The county calls it taxation without representation. Only 24 residents of the city of Spokane would be affected by the tax, according to testimony. Most customers are located in other areas of the county, and because they don’t elect anyone in the city, they would have no say in how that money is used.
Spokane City Council members, on the other hand, say it must tax the county facility the same as it does a city facility located within the city borders.
The bill received a public hearing in January but never made it for a vote.
Deep fakes
A Senate bill would have imposed restrictions on the use of synthetic media, commonly referred to as “deep fakes,” in campaigning material, but the House did not take up the bill before the deadline last week to advance legislation.
The Secretary of State’s office worked with Sen. David Frockt, D-Seattle, to craft the proposal. Brian Hatfield, legislative director for the office, said the bill falls in line with their priority to secure elections “both in the physical realm and in cyberspace.”
Any piece of campaign material utilizing deep fakes would have had to include a clear disclosure that it contains manipulated media. The bill would not ban deep fakes outright. Anyone depicted in a campaign-related deep fake without a disclosure would have had the opportunity to take legal action against the distributors of the media – if they could prove a violation of the disclosure requirement by “clear and convincing evidence.”
Some legislators had concerns about the effects the bill would have on political speech. The bill provided exceptions for satire and parody, but legislators took issue with those terms not being defined in the bill.
Uniform name, image and likeness rules for college athletes
A Senate proposal would have created statewide standards regarding college athletes’ ability to profit off their persona. But the bill failed to make it to the full House ahead of a deadline last week to advance legislation.
After a June 2021 ruling by the U.S. Supreme Court, the NCAA opened the doors for athletes to engage in name, image and likeness activities. Some states had laws in place to guide schools and athletes through the changed landscape, but Washington is not one of them.
“One of the problems here is that the federal government is not enacting a standard of legislation for us to follow that would apply to everybody,” sponsor Sen. David Frockt, D-Seattle, said at a House committee hearing last month. “So states are acting on their own.”

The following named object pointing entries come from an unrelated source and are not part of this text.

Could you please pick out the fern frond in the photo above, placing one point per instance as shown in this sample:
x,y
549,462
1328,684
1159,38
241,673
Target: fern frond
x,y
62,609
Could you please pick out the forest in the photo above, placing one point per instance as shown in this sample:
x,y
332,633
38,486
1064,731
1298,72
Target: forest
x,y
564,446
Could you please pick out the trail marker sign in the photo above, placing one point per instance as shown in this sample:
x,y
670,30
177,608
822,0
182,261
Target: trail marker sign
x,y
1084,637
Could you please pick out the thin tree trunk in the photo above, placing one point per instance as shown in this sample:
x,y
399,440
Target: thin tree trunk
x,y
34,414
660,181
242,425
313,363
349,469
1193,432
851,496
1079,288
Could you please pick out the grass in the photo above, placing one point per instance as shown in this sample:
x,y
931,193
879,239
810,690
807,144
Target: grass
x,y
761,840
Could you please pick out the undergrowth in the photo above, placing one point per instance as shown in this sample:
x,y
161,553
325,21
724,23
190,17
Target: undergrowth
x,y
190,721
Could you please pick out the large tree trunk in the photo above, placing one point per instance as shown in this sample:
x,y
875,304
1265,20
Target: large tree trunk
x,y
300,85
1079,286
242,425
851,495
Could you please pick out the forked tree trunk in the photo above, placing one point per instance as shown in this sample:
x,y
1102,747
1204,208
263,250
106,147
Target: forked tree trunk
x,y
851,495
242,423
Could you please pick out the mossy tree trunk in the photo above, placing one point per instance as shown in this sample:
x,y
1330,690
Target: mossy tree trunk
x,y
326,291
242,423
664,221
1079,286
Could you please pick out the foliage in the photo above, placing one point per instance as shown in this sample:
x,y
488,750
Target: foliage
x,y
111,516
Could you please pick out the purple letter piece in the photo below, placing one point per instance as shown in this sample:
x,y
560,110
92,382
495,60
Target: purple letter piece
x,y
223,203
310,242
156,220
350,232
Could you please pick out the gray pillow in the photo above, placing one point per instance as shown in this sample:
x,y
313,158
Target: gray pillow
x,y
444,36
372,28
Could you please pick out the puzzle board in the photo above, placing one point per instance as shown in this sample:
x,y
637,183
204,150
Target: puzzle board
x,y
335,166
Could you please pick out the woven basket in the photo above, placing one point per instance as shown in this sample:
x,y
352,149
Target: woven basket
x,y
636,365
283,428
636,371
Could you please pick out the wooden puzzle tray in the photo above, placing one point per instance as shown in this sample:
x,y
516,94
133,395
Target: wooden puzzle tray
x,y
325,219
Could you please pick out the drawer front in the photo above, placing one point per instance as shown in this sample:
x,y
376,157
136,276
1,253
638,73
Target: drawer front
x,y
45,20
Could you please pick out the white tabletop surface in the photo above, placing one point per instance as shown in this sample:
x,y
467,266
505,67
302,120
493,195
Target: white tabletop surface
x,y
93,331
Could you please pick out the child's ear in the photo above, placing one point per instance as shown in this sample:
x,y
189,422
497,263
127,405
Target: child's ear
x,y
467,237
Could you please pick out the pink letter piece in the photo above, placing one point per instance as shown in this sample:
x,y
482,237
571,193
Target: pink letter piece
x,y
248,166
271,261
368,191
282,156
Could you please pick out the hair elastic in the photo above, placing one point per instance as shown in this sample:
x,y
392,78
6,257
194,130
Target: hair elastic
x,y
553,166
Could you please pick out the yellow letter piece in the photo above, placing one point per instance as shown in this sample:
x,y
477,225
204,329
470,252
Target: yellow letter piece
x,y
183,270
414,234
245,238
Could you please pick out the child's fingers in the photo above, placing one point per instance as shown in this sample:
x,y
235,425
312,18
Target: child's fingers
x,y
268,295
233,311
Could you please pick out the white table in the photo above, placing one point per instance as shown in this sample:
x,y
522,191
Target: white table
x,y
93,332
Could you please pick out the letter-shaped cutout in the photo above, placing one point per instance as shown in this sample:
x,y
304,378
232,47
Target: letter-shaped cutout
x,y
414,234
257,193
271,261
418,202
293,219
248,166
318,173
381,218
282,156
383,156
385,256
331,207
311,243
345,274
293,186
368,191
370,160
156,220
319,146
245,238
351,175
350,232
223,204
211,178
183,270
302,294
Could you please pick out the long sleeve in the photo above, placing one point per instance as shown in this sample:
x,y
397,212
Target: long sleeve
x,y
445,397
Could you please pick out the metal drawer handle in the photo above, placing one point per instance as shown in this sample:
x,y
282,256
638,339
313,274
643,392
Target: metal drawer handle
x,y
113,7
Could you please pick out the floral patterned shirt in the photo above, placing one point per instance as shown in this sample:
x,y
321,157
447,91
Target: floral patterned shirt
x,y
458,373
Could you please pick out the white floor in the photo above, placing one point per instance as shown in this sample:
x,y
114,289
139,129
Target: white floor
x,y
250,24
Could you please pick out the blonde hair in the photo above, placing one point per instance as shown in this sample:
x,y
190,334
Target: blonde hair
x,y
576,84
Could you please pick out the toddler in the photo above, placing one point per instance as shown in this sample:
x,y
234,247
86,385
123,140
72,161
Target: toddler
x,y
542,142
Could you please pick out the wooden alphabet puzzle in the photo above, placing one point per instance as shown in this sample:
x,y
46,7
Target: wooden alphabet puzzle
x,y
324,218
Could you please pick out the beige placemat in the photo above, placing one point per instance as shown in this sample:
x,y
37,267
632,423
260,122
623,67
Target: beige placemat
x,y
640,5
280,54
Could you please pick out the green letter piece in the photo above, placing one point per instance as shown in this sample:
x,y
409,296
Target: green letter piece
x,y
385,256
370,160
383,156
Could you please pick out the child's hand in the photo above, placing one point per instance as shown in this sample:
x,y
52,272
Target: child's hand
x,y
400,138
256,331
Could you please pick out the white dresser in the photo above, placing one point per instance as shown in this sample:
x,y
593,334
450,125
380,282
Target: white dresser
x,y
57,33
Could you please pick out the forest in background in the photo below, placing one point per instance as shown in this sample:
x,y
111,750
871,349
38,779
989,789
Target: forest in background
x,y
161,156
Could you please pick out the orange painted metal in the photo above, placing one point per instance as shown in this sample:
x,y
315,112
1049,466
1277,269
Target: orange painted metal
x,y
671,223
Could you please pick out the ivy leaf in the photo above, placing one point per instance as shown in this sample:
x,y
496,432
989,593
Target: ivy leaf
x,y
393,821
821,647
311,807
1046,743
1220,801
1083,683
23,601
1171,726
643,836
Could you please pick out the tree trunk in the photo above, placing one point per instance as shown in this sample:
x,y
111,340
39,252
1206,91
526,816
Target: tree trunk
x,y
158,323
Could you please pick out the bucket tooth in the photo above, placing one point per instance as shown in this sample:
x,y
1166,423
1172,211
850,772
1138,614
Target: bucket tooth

The bill would have guaranteed the right for college athletes to participate in name, image and likeness activities. Schools would have been allowed to provide “good faith advising and evaluation” to students interested in marketing themselves. Any bad actors who hurt an athlete or a school through a violation of the law could have been taken to court or even fined by the attorney general.
University athletics officials supported the proposal, saying a statewide standard would put schools “on the same playing field.” In the absence of a state policy, Washington’s universities are left to develop their own guidelines.